Cénotaphe de Montaigne au musée d'Aquitaine. |
Le cénotaphe de Montaigne a été restauré en 2018 et à nouveau ouvert au public au mois de mars. Mais le corps de Montaigne ne s'y trouve pas et il a disparu depuis longtemps. Or, je viens de lire dans un article publié récemment, le 16 novembre 2018, qu'il serait peut-être retrouvé.
La tombe de Montaigne
La récente découverte dans les sous-sols du musée d'Aquitaine à Bordeaux
de restes humains permettra peut-être d'établir enfin s'il s'agit bien
de la dépouille disparue du philosophe Michel de Montaigne (1533-1592)
L'actuel maire a raconté comment, dans la réserve des collections
médiévales du musée, "une petite construction qui est là depuis plus
d'un siècle et à laquelle personne ne s'est jamais intéressé" a attiré
l'attention du directeur du musée, Laurent Védrine. Ce dernier a donc
percé "deux petits trous" dans le mur de ce caveau jusque-là inconnu.

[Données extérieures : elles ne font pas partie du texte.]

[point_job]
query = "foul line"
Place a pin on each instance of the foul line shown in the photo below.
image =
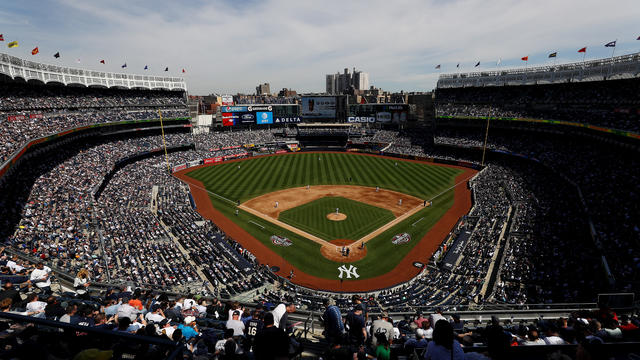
(210, 192)
(321, 241)
(255, 223)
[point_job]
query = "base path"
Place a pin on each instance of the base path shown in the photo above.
(403, 272)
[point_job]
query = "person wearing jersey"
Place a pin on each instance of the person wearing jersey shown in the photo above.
(254, 325)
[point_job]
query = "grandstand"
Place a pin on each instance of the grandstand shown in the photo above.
(84, 184)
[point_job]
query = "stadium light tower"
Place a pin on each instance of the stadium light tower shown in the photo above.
(486, 135)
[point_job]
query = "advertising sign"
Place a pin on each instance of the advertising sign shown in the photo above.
(361, 119)
(383, 117)
(227, 100)
(247, 118)
(319, 107)
(227, 119)
(288, 120)
(264, 117)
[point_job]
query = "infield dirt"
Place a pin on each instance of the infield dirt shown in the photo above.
(402, 272)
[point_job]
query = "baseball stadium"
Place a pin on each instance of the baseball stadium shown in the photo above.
(497, 212)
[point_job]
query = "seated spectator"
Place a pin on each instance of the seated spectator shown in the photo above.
(444, 346)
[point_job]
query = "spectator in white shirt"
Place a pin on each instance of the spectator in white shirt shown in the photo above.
(41, 277)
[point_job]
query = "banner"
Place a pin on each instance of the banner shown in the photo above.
(227, 119)
(227, 100)
(288, 120)
(179, 167)
(264, 117)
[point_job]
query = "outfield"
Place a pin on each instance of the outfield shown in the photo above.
(240, 181)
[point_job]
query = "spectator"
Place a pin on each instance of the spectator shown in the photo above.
(444, 346)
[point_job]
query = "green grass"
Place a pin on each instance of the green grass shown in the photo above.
(263, 175)
(361, 218)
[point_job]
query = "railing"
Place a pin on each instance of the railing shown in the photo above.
(29, 70)
(619, 67)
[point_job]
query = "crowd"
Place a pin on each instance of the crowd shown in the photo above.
(29, 112)
(606, 178)
(612, 104)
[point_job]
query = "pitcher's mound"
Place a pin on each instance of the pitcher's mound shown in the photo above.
(336, 217)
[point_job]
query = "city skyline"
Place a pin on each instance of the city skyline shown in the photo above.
(229, 47)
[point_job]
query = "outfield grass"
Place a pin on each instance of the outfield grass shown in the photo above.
(262, 175)
(312, 218)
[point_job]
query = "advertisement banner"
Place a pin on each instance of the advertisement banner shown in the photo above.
(319, 107)
(361, 119)
(247, 118)
(264, 117)
(260, 108)
(227, 119)
(383, 117)
(227, 100)
(235, 109)
(180, 167)
(288, 120)
(16, 117)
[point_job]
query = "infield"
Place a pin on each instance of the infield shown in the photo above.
(228, 184)
(312, 218)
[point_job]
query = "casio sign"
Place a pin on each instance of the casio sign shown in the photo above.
(364, 119)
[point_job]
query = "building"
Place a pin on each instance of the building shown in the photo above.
(332, 84)
(339, 83)
(263, 89)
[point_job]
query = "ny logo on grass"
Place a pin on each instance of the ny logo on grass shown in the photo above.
(351, 270)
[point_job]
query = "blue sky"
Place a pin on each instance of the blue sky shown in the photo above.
(231, 46)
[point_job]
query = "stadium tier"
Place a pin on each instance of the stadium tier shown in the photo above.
(106, 234)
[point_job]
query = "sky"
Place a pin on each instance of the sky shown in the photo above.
(228, 46)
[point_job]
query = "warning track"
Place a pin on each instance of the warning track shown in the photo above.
(402, 272)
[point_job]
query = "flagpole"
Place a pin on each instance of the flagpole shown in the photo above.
(615, 43)
(486, 135)
(164, 143)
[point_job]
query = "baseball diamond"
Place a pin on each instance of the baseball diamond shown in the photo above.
(218, 189)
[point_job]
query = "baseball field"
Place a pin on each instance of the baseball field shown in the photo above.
(306, 211)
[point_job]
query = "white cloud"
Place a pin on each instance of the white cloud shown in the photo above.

Peut-être a-t-il percé du même coup le mystère de la tombe du
philosophe, dont la dépouille a erré d'une sépulture à l'autre depuis
son décès en 1592.
Les restes de Montaigne ont beaucoup erré
En 1593, le cercueil de Montaigne est installé dans la chapelle du couvent des Feuillants, situé à ce qui correspond aujourd'hui à l'emplacement du musée d'Aquitaine. En 1802, ce couvent fait place au lycée Royal, dont la chapelle abrite le cercueil jusqu'en 1871. C'est cette année-là que le lycée est détruit par un incendie. Les restes de Montaigne sont alors transportés au dépositoire du cimetière de la Chartreuse, à Bordeaux.

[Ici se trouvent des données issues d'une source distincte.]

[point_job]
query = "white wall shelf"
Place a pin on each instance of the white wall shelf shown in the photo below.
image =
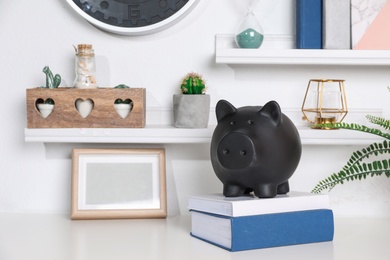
(170, 134)
(227, 53)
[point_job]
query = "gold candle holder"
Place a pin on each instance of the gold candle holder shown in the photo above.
(324, 102)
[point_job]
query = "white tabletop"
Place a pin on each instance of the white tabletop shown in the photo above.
(40, 236)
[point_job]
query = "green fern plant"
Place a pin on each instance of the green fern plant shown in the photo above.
(359, 166)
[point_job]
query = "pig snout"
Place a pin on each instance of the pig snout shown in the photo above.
(236, 151)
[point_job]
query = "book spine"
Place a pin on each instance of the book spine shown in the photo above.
(272, 230)
(336, 24)
(264, 231)
(308, 24)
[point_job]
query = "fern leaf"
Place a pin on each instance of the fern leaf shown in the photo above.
(379, 121)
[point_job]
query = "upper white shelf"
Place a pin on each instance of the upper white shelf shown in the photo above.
(170, 134)
(227, 53)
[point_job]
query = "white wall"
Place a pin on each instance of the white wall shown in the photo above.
(35, 177)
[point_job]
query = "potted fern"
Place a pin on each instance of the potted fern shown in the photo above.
(365, 162)
(191, 108)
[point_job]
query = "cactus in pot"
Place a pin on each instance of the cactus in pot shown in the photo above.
(191, 108)
(193, 83)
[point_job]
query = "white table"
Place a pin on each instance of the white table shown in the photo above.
(42, 236)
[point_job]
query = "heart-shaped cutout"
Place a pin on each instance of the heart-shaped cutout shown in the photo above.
(84, 107)
(45, 107)
(123, 107)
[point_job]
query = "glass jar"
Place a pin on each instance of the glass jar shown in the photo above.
(249, 33)
(85, 67)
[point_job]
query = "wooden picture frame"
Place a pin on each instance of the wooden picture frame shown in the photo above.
(118, 183)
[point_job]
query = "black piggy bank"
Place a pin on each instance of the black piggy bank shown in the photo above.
(255, 149)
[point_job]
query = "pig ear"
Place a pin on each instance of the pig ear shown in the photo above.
(273, 111)
(223, 109)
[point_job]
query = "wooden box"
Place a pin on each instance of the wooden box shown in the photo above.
(103, 114)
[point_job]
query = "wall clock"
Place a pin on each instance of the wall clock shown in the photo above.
(132, 17)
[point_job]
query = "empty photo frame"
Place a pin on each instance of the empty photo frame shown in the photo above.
(118, 183)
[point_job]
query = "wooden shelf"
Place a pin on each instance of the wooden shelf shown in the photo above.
(227, 53)
(170, 134)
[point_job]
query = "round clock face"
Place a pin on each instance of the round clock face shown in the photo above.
(132, 17)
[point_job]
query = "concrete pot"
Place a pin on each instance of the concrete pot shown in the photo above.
(191, 111)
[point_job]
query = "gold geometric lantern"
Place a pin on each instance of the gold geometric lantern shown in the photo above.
(324, 102)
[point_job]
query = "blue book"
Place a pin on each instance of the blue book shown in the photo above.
(263, 231)
(308, 24)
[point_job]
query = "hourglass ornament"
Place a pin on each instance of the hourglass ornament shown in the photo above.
(249, 33)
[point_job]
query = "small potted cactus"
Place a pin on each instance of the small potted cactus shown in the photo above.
(191, 108)
(45, 107)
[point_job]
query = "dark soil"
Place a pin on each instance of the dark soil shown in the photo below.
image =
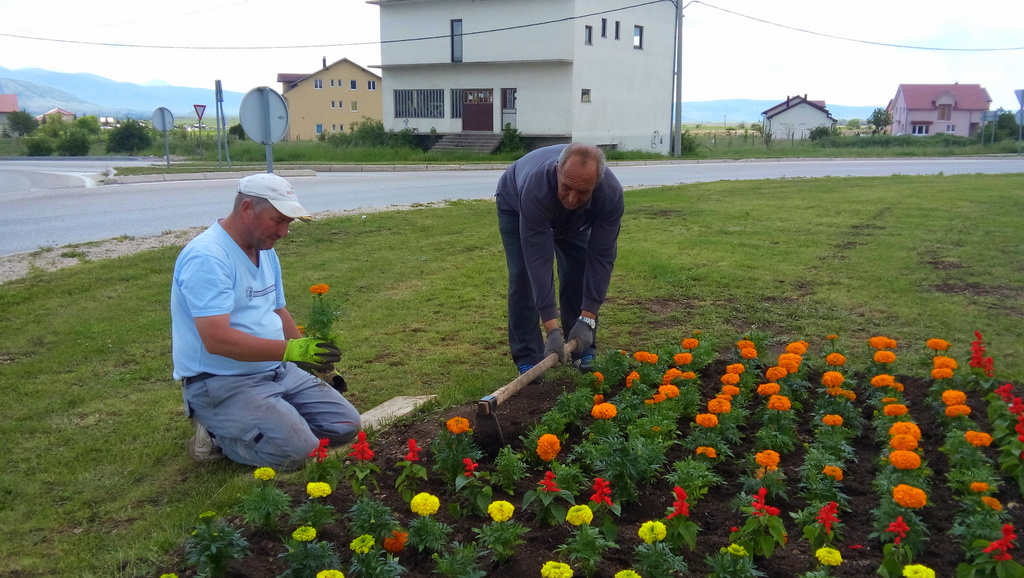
(715, 513)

En 1886, nouveau transfert des ossements présumés de Montaigne de La Chartreuse au site initial qui a fait place entre-temps à la faculté des Lettres et des Sciences. C'est là que le tombeau réalisé par l'architecte Charles Durand est installé, dans le hall de la faculté. Depuis lors, le tombeau n'a jamais été ouvert. Voir la suite ICI
En 1886, nouveau transfert des ossements présumés de Montaigne de La Chartreuse au site initial qui a fait place entre-temps à la faculté des Lettres et des Sciences. C'est là que le tombeau réalisé par l'architecte Charles Durand est installé, dans le hall de la faculté. Depuis lors, le tombeau n'a jamais été ouvert. Voir la suite ICI
Le cénotaphe de Montaigne
Le cénotaphe de Montaigne a donc été restauré à la suite d'une collecte publique et peut être vu à nouveau au musée d'Aquitaine à Bordeaux. Il a été commandé par son épouse Françoise de la Chassaigne et est attribué aux sculpteurs bordelais Prieur et Guillermain, vers 1593.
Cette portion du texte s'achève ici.